Squads typically consist of a Product Manager, a Designer, a Full Stack Engineer, and potentially a Frontend Engineer, Mobile Engineers, and/or stakeholders from other organizations. These squads own Objectives and Key Results (OKRs), related to a key business problem. Squads are semi-permanent and develop deep expertise in a problem area through building features in the space and user interviews.
Engineers are expected to deliver value continuously in this space. This is even the case when product and design are exploring possible problems and solutions for the squad’s next project. Engineers participate in this discovery process to collaborate on potential solutions and help ensure that the engineering cost of a proposed solution is appropriately balanced against the value being delivered.
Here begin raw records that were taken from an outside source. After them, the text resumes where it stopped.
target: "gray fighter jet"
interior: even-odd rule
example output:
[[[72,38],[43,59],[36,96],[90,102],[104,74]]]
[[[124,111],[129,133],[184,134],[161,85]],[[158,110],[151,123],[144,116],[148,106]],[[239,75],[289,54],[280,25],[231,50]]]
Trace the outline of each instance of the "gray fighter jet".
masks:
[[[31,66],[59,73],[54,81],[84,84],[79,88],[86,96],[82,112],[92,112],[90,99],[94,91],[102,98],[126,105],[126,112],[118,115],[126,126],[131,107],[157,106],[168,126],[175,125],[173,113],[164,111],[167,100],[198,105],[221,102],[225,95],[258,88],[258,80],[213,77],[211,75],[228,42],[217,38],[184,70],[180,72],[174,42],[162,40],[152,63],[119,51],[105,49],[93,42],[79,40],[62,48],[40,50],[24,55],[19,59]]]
Additionally, we believe that providing this early context during discovery can unlock creative solutions once delivery begins. At every step of the way, we expect engineers to think about whether the thing being built is actually delivering the desired end result and whether there’s another solution that could have a more outsized impact.
Actively Practices Inclusion
We strongly believe that we will fail our mission if we fail to build a diverse and inclusive environment.
Our mission is to help everyone live their lives with more clarity, purpose, and passion, and we need representation among those building the product experience in order to do so. While we are more diverse across gender and ethnicity than most technology start-ups, we are not interested in doing the bare minimum. We always want to improve the inclusivity and diversity of our workforce. We ensure that we have a diverse candidate pool through sourcing and connecting with underrepresented communities. As an example, we have adopted the Rooney Rule for the on-site stage of our process.
We have a bias toward action at BetterUp.
We build our product with a sense of urgency; we want to provide value to our members as quickly as possible. We are not able to confirm or reject our hypotheses and improve upon them until they are live and we want to do so as quickly as possible. Sometimes this means reducing the scope of a solution, but it never means compromising our standards for engineering or product excellence. We may start to build a feature only to realize that the experience is not good enough. In this case we would likely cut a secondary feature and ensure that the core experience is intuitive, snappy, and delightful.
In order to help us release early and often, we’ve built a strong foundation of comprehensive test coverage, regularly updated dependencies, and a constant effort toward minimizing technical debt. We release code to production many times a day and engineers are empowered to deliver their code when they see fit. Engineers are expected to do what it takes (test coverage, code reviews, manual testing, etc.) to have high confidence in the code they are releasing and are expected to own (and learn from!) any regressions, which are an inevitable part of software development.